Pancreatic cancer is one of the leading causes of cancer death worldwide. Adjuvant chemotherapy has been developed based on the experiences made with palliative chemotherapy, and advocated to improve long-term survival of patients with this disease. However, the optimal chemotherapeutic regimen remains controversial. Recently, Conroy et al demonstrated the impressive benefits of modified FOLFIRINOX over gemcitabine alone in the multicenter Partenariat de Recherche en Oncologie Digestive 24 (PRODIGE-24) trial. The remarkable results mark a new milestone in treating resectable pancreatic cancer and have now changed the standard of care for this patient population. In this commentary, we discuss an issue of difference of tumor grade between the PRODIGE-24 trial and previous phase III trials. We also discuss potential biomarkers predicting therapeutic response to modified FOLFIRINOX. Finally, we summarize several ongoing clinical trials of replacing part of the FOLFIRINOX regimen with Xeloda/S-1/nanoliposomal irinotecan for pancreatic cancer.
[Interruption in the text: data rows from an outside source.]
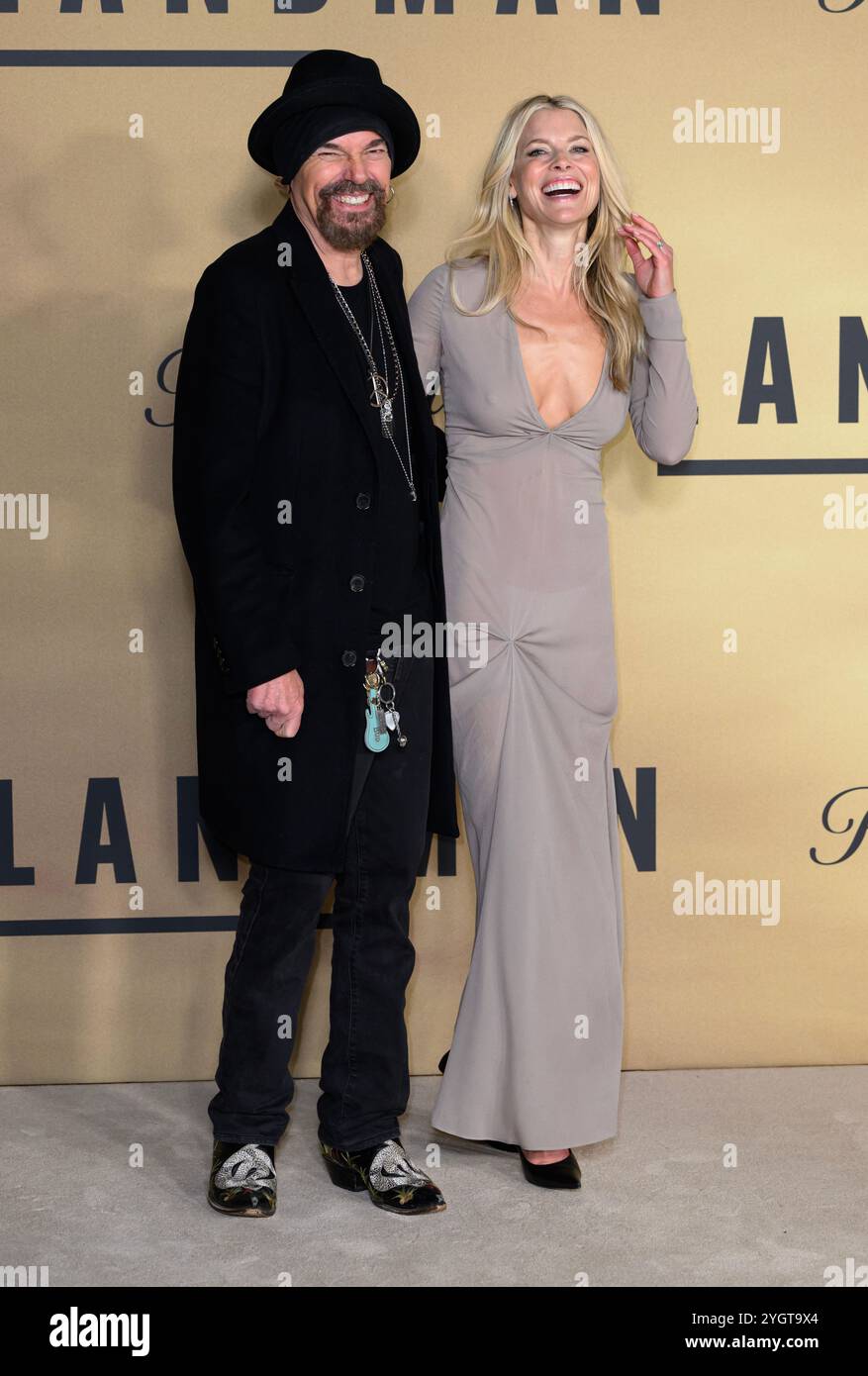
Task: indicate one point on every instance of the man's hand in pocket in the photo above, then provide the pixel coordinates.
(281, 702)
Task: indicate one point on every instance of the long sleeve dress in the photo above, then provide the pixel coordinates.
(535, 1055)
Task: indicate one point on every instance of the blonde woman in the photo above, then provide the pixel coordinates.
(543, 344)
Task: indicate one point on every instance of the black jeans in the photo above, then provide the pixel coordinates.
(365, 1078)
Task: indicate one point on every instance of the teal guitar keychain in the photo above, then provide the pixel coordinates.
(381, 715)
(376, 733)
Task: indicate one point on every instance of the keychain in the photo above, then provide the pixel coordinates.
(381, 715)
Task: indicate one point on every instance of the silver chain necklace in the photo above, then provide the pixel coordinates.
(380, 385)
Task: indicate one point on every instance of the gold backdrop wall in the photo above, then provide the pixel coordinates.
(739, 606)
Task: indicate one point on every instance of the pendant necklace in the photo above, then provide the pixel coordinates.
(381, 398)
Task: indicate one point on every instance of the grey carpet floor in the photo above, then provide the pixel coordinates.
(717, 1178)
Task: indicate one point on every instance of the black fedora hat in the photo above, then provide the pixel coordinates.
(329, 76)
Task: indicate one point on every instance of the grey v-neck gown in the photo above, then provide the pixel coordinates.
(535, 1055)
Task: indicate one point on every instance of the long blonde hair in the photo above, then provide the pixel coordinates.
(496, 234)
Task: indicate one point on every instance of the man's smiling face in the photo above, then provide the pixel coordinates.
(342, 187)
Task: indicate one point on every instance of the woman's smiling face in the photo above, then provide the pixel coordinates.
(556, 173)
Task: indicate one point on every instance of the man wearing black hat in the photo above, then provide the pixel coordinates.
(306, 491)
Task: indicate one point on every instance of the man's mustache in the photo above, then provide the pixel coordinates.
(353, 189)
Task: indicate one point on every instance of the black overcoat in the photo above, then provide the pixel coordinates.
(275, 484)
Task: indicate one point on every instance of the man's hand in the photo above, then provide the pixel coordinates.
(281, 702)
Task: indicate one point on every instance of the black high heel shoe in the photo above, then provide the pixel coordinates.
(558, 1175)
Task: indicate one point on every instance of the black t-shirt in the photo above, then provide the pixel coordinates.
(399, 579)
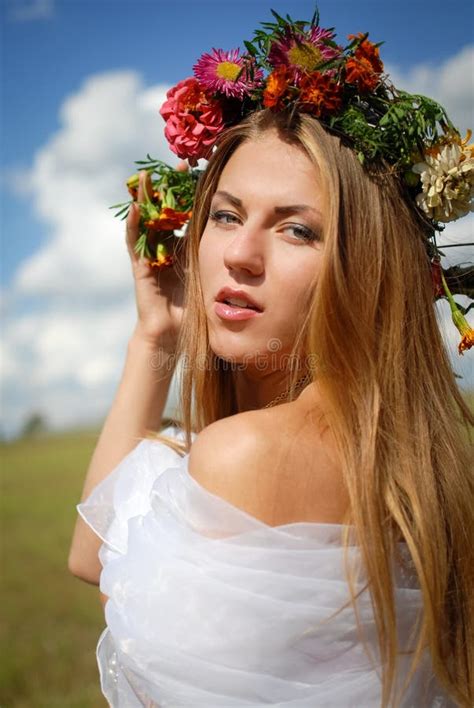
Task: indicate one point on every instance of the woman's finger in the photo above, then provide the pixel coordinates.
(144, 183)
(132, 223)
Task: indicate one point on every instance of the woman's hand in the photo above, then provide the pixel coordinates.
(159, 293)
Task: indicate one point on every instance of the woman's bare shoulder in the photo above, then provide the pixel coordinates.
(276, 464)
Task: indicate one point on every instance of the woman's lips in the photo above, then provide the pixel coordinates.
(234, 312)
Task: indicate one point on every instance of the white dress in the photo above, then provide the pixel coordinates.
(211, 608)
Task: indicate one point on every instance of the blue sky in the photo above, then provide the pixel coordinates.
(64, 64)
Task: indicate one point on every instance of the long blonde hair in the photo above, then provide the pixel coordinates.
(391, 398)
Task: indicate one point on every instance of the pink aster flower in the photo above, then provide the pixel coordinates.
(193, 120)
(227, 73)
(303, 53)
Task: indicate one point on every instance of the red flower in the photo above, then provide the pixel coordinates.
(168, 220)
(320, 94)
(276, 88)
(365, 67)
(193, 120)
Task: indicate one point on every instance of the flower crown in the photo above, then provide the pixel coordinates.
(298, 66)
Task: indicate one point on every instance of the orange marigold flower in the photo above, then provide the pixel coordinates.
(168, 220)
(364, 68)
(162, 262)
(320, 94)
(277, 85)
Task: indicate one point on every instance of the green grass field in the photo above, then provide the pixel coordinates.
(50, 621)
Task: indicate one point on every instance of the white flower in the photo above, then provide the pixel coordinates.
(447, 180)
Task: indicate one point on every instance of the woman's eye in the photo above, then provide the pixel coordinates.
(303, 233)
(223, 217)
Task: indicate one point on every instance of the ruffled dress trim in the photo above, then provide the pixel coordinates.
(210, 607)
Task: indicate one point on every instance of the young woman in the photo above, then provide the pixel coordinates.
(305, 537)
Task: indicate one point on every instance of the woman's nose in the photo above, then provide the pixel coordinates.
(245, 252)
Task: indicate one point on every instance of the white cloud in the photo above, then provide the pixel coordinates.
(450, 83)
(64, 356)
(108, 124)
(29, 10)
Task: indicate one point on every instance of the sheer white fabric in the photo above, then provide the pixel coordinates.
(211, 608)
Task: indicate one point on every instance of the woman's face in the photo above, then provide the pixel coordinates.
(262, 237)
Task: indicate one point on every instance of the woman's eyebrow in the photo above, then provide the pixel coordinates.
(290, 209)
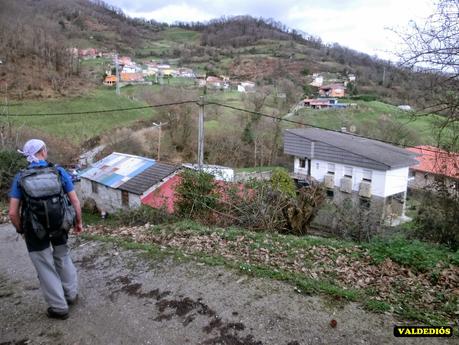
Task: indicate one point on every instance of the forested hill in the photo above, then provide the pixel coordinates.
(35, 37)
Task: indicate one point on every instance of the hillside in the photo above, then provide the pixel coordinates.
(38, 62)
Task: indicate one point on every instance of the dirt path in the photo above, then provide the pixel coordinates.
(128, 299)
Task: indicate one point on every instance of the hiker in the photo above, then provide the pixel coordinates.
(43, 207)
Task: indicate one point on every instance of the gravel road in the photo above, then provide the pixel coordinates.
(127, 298)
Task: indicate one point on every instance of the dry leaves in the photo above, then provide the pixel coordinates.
(350, 267)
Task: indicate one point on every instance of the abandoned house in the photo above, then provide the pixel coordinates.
(121, 181)
(332, 90)
(369, 173)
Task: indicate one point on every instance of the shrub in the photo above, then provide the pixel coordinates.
(437, 221)
(197, 195)
(141, 216)
(282, 182)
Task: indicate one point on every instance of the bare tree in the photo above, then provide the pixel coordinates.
(432, 48)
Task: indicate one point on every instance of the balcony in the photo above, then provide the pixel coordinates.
(346, 185)
(365, 189)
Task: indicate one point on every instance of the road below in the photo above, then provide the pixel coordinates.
(128, 298)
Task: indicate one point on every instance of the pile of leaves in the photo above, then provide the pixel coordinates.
(434, 290)
(4, 215)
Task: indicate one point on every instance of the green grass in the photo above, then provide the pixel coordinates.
(78, 128)
(256, 169)
(180, 35)
(367, 117)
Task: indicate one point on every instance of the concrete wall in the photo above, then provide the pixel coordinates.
(396, 181)
(426, 181)
(379, 179)
(107, 199)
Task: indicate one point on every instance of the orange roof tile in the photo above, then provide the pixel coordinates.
(436, 161)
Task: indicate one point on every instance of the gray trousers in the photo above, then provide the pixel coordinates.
(57, 275)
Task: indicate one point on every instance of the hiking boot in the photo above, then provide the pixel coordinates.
(72, 301)
(55, 315)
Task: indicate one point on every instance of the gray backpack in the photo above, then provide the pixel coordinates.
(46, 209)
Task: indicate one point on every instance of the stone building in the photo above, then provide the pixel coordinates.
(366, 172)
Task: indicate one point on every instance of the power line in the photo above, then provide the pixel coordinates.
(310, 125)
(103, 111)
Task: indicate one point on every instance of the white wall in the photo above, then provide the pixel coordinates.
(396, 181)
(383, 183)
(107, 199)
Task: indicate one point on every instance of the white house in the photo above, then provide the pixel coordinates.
(318, 80)
(368, 172)
(131, 69)
(121, 181)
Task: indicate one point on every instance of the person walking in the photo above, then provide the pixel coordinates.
(43, 206)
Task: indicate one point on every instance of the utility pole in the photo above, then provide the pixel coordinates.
(201, 133)
(159, 125)
(117, 76)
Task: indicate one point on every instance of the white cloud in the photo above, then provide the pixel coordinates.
(357, 24)
(172, 13)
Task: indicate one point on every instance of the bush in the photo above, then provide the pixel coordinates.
(282, 182)
(437, 221)
(273, 205)
(10, 164)
(365, 98)
(419, 255)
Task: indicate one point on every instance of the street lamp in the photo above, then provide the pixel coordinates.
(159, 125)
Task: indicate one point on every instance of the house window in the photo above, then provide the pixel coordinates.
(124, 198)
(331, 168)
(348, 172)
(365, 203)
(94, 187)
(367, 175)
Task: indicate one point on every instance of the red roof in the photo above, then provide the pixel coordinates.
(436, 161)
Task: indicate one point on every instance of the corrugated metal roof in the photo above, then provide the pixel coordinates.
(134, 174)
(148, 178)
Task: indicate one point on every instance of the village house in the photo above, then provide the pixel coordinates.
(186, 73)
(90, 53)
(246, 86)
(318, 80)
(214, 82)
(367, 172)
(436, 169)
(332, 90)
(122, 181)
(124, 60)
(110, 80)
(131, 77)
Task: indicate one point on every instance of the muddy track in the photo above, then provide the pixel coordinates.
(127, 298)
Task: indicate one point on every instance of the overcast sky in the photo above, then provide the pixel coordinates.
(357, 24)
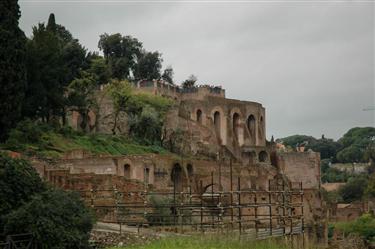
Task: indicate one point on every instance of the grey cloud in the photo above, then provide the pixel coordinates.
(310, 65)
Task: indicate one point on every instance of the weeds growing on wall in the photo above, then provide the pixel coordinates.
(211, 242)
(44, 140)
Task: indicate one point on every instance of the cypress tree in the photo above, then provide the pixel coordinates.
(12, 66)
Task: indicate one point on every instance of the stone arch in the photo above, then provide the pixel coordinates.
(263, 156)
(199, 116)
(146, 175)
(237, 125)
(178, 177)
(251, 124)
(190, 170)
(219, 124)
(261, 129)
(127, 171)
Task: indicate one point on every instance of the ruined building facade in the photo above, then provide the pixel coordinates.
(223, 138)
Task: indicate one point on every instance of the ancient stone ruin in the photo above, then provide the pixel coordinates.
(225, 171)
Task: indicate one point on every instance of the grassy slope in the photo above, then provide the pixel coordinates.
(54, 144)
(207, 243)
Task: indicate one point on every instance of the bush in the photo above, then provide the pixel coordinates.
(27, 132)
(57, 219)
(364, 226)
(18, 183)
(354, 189)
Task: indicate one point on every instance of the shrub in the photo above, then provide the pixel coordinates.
(354, 189)
(18, 183)
(364, 226)
(57, 219)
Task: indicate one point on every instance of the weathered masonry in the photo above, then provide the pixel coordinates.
(224, 139)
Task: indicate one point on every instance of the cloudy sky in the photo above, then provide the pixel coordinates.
(310, 63)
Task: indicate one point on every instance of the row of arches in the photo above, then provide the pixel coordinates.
(237, 126)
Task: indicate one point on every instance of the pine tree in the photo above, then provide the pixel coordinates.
(12, 66)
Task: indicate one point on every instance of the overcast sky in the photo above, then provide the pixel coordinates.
(311, 64)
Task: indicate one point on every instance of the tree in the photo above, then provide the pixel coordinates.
(81, 97)
(18, 183)
(147, 126)
(99, 69)
(354, 189)
(168, 75)
(12, 66)
(57, 219)
(148, 66)
(190, 82)
(121, 54)
(46, 74)
(370, 190)
(121, 94)
(355, 143)
(327, 148)
(54, 59)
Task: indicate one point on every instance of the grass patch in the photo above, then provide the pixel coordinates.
(44, 141)
(208, 242)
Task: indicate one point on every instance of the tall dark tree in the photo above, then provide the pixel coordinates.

Keywords: Pancreatic cancer, Adjuvant therapy, FOLFIRINOX, Neutrophil-to-lymphocyte, Nanoliposomal irinotecan

Core tip: Adjuvant chemotherapy for pancreatic cancer has been developed based on the experiences made with palliative chemotherapy. Nevertheless, the optimal regimen remains controversial. The Partenariat de Recherche en Oncologie Digestive 24 trial showed an impressive benefit of modified FOLFIRINOX over gemcitabine alone. The remarkable results mark a new milestone in treating resectable pancreatic cancer and have now changed the standard of care. Here, we discuss an issue of difference between this trial and previous phase III trials, as well as potential biomarkers predicting therapeutic response. Several ongoing trials of replacing part of the FOLFIRINOX regimen with other drugs for pancreatic cancer are also summarized.